“for tomorrow we’ll die”

“Joy goes with happiness (sukha), but there are differences. When you are thirsty and a glass of water is being served to you, that is joy. When you are actually able to drink the water, that is happiness. It is possible to develop joy in your mind, even when your body is not well. This will, in turn, help your body. Joy comes from touching things that are refreshing and beautiful, within and outside ourselves. Usually we touch only what’s wrong. If we can expand our vision and also see what is right, this wider picture always brings joy.”

 

The Heart of the Buddha’s Teaching: Transforming Suffering into Peace, Joy, and Liberation, by Thich Nhat Hanh

Tonight I’m sweating it out on the mat in an hour-and-a-half vinyasa flow class. Our instructor tells us the class is about Celebration. Which can feel kind of funny while challenging the body, and not necessarily looking graceful doing it. I’m ready to try to lift into Crow arm balance, and as I do I fall – almost on my face. Instead of irritation, the word, “celebration!” shines in front of me, and I laugh. I know if I almost fall on my face, I’m practicing correctly.

The sun has slapped itself out of the trees and grey skies. The air is warming; flowers are blooming. Each winter seems darker than the one before but, incredibly this winter is passing, too. I find a talisman for my daughter’s room – “to watch over you,” I tell her. “I’m honored you thought of me,” she returns, with feeling. She is my heart. One of the things I seek, and she doesn’t know it, is her smile. When she really really smiles – her grin is crooked slightly – it is revealed: the only childlike bit of her left, a babylike softness under her chin. She is a willow, a clear torrent laughing over savage stones. She is a tigress with scuffed tennis shoes and clean nails and a slender waist and wild hair she shakes out of her eyes.

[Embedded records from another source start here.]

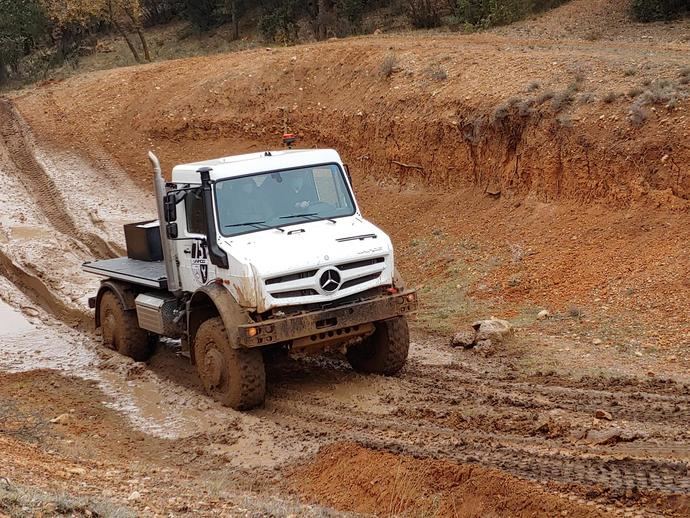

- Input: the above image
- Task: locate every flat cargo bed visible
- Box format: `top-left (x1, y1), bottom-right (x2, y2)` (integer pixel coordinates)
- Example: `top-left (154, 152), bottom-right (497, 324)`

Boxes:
top-left (82, 257), bottom-right (168, 289)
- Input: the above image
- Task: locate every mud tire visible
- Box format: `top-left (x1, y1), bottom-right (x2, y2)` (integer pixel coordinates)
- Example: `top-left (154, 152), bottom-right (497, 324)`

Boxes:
top-left (194, 317), bottom-right (266, 410)
top-left (99, 291), bottom-right (153, 362)
top-left (347, 316), bottom-right (409, 375)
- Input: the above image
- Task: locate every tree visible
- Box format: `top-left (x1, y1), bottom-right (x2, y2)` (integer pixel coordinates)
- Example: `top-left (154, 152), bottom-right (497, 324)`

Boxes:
top-left (631, 0), bottom-right (688, 22)
top-left (41, 0), bottom-right (151, 64)
top-left (0, 0), bottom-right (46, 83)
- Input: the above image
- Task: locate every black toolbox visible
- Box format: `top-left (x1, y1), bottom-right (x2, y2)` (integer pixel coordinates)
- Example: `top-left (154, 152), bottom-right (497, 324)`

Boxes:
top-left (124, 220), bottom-right (163, 262)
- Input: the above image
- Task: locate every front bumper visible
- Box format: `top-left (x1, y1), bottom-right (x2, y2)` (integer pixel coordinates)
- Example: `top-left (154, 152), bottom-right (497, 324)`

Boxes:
top-left (237, 290), bottom-right (417, 348)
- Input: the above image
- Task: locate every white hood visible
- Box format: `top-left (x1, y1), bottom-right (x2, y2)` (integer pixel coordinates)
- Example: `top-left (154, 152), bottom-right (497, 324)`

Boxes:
top-left (220, 216), bottom-right (394, 311)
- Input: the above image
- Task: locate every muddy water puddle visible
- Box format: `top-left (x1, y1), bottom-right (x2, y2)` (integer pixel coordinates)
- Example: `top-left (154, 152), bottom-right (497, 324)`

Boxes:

Dark clouds threaten at my temples; worries. Anger about the past. These small storms come and go; I water the seeds of mindfulness instead. I abandon my work and hold my son, and his sweet-smelling head and hair of spun gold, and his warm little body. He too is growing and soon will be a young man. I’ll be left with thorn-pricks in my arms and without a single bit of understanding as to how I survived their childhoods.